Finding a specific series sum $\sum_{k=1}^{i-1}(\frac{((ak^3+a(1-2i+2n)k^2+2b)}{2ak})^{-1}$

Question

I am stuck in this specific sum equation as below. Sum it $k$ is from $1$ to $i-1$ and others are static variables.
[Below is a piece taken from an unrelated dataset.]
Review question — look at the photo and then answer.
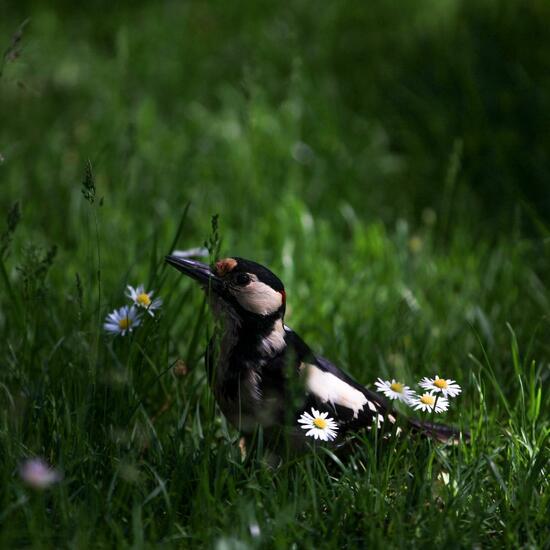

Please help to find $\sum_{k=1}^{i-1}(\frac{((ak^3+a(1-2i+2n)k^2+2b)}{2ak})^{-1}$

I appreciated your helps. Thank you.

Answer 1

You are considering $$S_i=\sum_{k=1}^{i-1} \frac{2ak}{ak^3+a(1-2i+2n)k^2+2b}$$ I think that what I should do is to write $$ak^3+a(1-2i+2n)k^2+2b=a(k-r)(k-s)(k-t)$$ Now using partial fraction decomposition $$ \frac{2ak}{ak^3+a(1-2i+2n)k^2+2b}$$ write $$\frac{2 r}{(r-s) (r-t) (k-r)}-\frac{2 s}{(r-s) (s-t) (k-s)}-\frac{2 t}{(r-t) (t-s) (k-t)}$$ to face three summations looking like $$I_x=\sum_{k=1}^{i-1} \frac 1 {k-x}=H_{i-x-1}-H_{-x}$$

The problem will be to find the expressions of the roots $(r,s,t)$ but from a formal point of view we have the result.